@MohammedSF i can understand the idea that you are trying to say and tell the guys about ingeneral you are right but actually the assumptions and information that you used to do so is not accurate and wrong in some places, i'll try to exlain it better
MohammedSf wroteIf the performance of a single GTX 980 chokes when going down to PCIE 2.0 4x from 2.0 8x, but not from 16x to 8x, then the external throughput of the card should be in the 8GB/s range, ok
Well your logic is right but its not quite the case, yes the GTX980 chockes when going down from from 8x to 4x but that doesnt mean it needs the 8GB/s.. you forgot an important thing in Pcie bus and that is LATENCY, when you increase the bandwidth on a bus the latency will drop down regardless if you are using the full 8GB/s or just 500MB/s, inother words if you are sending 500Mb on a 8GB/s line is slower than sending them on a 16Gb/s line. and PCi express has much more problems than that where not going to talk about it but the size of "packets" you are sending even matters, so you cant quite assume that it is in the 8GB/s range it may be in the 1GB/s range but due to latency in the slower bus the performance degraded.

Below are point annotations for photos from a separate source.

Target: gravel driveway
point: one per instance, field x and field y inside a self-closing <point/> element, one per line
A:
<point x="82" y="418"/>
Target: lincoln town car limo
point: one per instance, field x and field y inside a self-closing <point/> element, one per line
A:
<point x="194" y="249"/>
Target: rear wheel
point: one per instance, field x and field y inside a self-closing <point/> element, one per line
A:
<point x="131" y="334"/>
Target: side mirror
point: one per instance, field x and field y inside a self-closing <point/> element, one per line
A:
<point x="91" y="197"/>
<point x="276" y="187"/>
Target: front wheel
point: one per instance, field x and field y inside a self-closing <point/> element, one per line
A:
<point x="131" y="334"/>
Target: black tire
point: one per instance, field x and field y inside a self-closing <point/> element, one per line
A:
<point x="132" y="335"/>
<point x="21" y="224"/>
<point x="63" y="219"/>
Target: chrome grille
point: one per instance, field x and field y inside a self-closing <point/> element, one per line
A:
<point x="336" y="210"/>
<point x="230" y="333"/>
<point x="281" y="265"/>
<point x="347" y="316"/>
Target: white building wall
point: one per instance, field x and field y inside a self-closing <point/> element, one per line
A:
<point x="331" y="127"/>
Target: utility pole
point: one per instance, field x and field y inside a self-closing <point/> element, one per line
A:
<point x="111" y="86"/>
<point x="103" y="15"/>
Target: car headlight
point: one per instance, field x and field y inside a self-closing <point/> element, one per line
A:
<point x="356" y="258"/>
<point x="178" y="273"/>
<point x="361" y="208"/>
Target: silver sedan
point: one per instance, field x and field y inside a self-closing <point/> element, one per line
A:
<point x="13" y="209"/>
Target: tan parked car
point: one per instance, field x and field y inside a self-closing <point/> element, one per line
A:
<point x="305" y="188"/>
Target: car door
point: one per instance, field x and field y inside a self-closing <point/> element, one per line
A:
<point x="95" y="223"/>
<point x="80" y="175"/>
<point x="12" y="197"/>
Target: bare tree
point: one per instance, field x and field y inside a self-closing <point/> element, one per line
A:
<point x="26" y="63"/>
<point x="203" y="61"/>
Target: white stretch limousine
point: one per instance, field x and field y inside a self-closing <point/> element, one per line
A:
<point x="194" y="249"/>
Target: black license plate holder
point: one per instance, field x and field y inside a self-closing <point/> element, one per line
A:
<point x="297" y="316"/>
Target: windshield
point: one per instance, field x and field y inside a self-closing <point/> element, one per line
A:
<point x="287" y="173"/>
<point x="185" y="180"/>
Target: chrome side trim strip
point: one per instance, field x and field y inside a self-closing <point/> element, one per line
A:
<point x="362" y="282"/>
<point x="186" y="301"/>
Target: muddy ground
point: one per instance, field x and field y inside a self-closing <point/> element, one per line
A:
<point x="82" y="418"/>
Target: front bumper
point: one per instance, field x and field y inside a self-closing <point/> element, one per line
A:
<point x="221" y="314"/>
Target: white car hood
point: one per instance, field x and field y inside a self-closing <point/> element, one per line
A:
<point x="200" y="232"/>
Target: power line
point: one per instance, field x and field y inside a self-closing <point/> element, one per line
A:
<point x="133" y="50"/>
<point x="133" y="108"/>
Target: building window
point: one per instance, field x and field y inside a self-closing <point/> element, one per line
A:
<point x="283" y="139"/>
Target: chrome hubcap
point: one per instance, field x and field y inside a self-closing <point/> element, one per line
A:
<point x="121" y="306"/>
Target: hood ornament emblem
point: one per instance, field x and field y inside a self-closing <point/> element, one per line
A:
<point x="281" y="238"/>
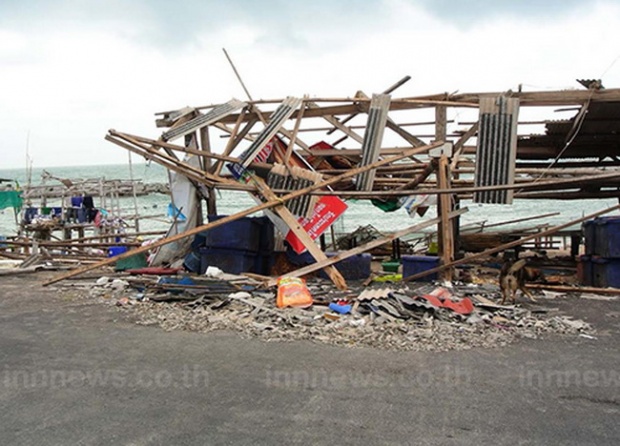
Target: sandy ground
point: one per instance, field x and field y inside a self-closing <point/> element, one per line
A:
<point x="75" y="371"/>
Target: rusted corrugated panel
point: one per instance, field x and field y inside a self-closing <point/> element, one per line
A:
<point x="278" y="118"/>
<point x="371" y="146"/>
<point x="496" y="150"/>
<point x="201" y="121"/>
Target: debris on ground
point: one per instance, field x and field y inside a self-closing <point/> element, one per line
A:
<point x="394" y="316"/>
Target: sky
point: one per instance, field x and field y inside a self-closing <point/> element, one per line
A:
<point x="72" y="69"/>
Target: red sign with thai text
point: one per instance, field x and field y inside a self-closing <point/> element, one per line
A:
<point x="326" y="212"/>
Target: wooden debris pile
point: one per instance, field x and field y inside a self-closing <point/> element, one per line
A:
<point x="405" y="152"/>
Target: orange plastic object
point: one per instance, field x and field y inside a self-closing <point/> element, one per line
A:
<point x="293" y="292"/>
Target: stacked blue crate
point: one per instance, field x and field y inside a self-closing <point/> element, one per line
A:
<point x="243" y="245"/>
<point x="601" y="264"/>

MohammedSF wroteAlso, that means PCIE 2.0 16x bus is even enough for 2 GTX 980 cards in 8x/8x sli (8GB/s for each card), but what happens if you go tri-sli ?
On a PCIE 2.0 8x/8x/4x configuration the throughput is (8GB/s+8GB/s+4GB/s=20GB/s) which is impossible since PCIE 2.0's max bandwidth is 16GB/s, that means either card #1 & #2 are sharing 12GB/s + card #3 @ 4GB/s, or card #1 runs @ 8GB/s + card #2 & #3 are sharing 6+2GB/s or something...
In both ways you have lost performance and card #3 is choking !
actually PCIe max bandwidth isn't 16GB/s the 16 lanes bandwidth is 16GB/sec but there are more than 16 independent lanes on the system the cpu has 16 lanes yes but the southbridge offers independant lanes too, so no cards won't be sharing bandwidth but rather the one on only 4 lanes with suffer from bandwidth/latency issues.
MohammedSF wroteSomewhere on your board, your latest i7 4790k is connected to the external bus @ 5GT/s (37.25GB/s) while somewhere else the memory controller connects the external bus to dual-channel DDR3-1600mhz RAM @ 25GB/s..
Can you see the bottleneck ? 37.25GB/s vs. 25GB/s ?!
]The performance loss isn't that huge right, you know why ? because a single 4790k processor doesn't benefit from such bus while 2 or more definitely does.
I dunno where did you get that info but the i7 4790k is only connected to the DMI at 5GT/s(Intel terrible marketing number) which translates to around max 5GB/s and not to 32GB/s like the 5GT/s of Pci express,do u see how companies make use of some terms that the "Tech Authorities" around the internet relate to something good lol Smart Intel engineers.
What they mean is that the DMI bus tranfers data at 5GT/s but the DMI has 4 deferential pairs which moves the number to 20GT/s in total sounds great 20GT/s is always better and it is exactly equal to 20Gbit/s because of how this bus works, but this bus uses an encoding scheme that we are not gonna talk about now,it has around lets say 20% overhead which moves the number to 16Gb/s and you divide by 8 which gives us 2GB/s multiply by 2 gives us 4GB/s...ohh well it's 4GB/s bus hehe, and not 37.25GB/s everyone on the internet talks about. smart Intel but not on me =D
anyway also the CPU is connected to the PCIexpress lanes via a ~3-4Ghz QPI bus(no information about Haswell non Xeon cpus also a bad move from intel) translates to somewhere around ~25-30GB/s, and to the memory with a 25GB/s bus. so what you wrote about the bottleneck makes no sense since we are talking about two independent mediums. and the last sentence also isn't true since the 4790k is more than capable of making use of this bus since this Bus is the same one that passes the data around the Cpu not only memory stuff. anyway i hope it is clearer now, if you read the Pci express technical papers you will notice lots of marketing nonsense in how it works and numbers companies provide.
edit: btw if you use single or dual channel ram you are still using a 25.6GB/s bus and not like what you said 12.5GB/s the difference is in something else
edit2: just realized that QPI in haswell is still 3.2Ghz and haven't been upgraded like server Haswell CPUs, simply the 25.6 GB/s memory bus is the same as QPI lol intel says memory bus is 25.6GB/s and its exactly the bandwidth of a 3.2Ghz QPI which dates back to Nehalem days.